Awal keberangkatan dari kota pekanbaru pukul 21.00 Wib. Saya menumpang dengan mobil tranex mandiri tujuan ke Seger "sei geringging" kabupaten pariaman.
Setelah 2,5 jam perjalanan, Saya sampai di pinggir desa harau pukul 01.34 Wib, kamis dini hari. Air mata berlinang, tapi ia tak mau menetes membasahi pipi, karena air mata itu adalah ungkapan kebahagiaan, teringat masa lampau, serasa kisah lama tak akan bisa terulang kembali. Yang saya fikirkan dini hari itu hanyalah "kapankah???, bisa menginjakkan sepatu madrock drivterku di tebing harau yang kata orang adalah surganya para pemanjat". tebing harau yang dijuluki seribu jalur memiliki kenangan bersama mahasiswa pecinta alam dari berbagai daerah. Beberapa teman dari mapala telah kuperkenalkan tentang keindahan tebing harau, mulai dari jalur grade rendah, sampai ke jalur grade paling tinggi menurut versi pemanjat senior di sumatera barat.
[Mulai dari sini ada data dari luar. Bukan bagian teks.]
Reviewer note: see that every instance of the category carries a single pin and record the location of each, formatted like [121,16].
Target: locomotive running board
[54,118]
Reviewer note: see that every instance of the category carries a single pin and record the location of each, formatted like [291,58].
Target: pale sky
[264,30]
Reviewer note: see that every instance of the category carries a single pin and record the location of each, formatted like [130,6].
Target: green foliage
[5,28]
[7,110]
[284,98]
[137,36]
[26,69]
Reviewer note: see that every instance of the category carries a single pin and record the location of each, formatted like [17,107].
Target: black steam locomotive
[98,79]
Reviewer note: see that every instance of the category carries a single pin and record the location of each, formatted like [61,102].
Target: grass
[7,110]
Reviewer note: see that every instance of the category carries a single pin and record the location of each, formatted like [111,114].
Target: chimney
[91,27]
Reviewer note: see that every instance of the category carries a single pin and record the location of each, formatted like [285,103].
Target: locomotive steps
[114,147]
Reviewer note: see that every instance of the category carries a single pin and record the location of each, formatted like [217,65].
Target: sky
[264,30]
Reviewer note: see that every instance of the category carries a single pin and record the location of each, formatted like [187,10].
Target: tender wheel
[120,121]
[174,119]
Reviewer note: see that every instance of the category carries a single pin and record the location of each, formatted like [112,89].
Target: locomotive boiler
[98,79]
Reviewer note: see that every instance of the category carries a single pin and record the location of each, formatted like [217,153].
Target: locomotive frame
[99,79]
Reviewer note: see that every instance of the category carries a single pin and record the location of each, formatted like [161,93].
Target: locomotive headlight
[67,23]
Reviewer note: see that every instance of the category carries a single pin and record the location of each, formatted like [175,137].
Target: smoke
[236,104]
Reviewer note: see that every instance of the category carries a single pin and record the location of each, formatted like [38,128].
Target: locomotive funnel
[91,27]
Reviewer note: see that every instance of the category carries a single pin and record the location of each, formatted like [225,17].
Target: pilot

Tapi kini saya hanya bisa memperkenalkan tebing harau melalui media elektronik, jejaring sosial dengan meng-entrikan beberapa karakter yang ada di toucscrren android ini.
Dan 1 jam setelah melewati desa harau tersebut, bus tranex mandiri yang saya tumpangi kembali mengingatkanku, akan terjalnya tebing, yang dipenuhi dengan crack-crack tipis, yang membuat ujung-ujung jari merintih kesakitan yaitunya tebing baso.
Tebing baso adalah tebing alam pertama yang pernah ku kenal.
Yang memperkenalkan ku tetang tebing adalah senior di MPA Jamarsingsia STAIN bukittinggi.
Dari sinilah awal mulai menyukai olahraga extream panjat tebing.
Yang memperkenalkan ku tetang tebing adalah senior di MPA Jamarsingsia STAIN bukittinggi.
Dari sinilah awal mulai menyukai olahraga extream panjat tebing.
Bersambung . . .
Hee...
Hee...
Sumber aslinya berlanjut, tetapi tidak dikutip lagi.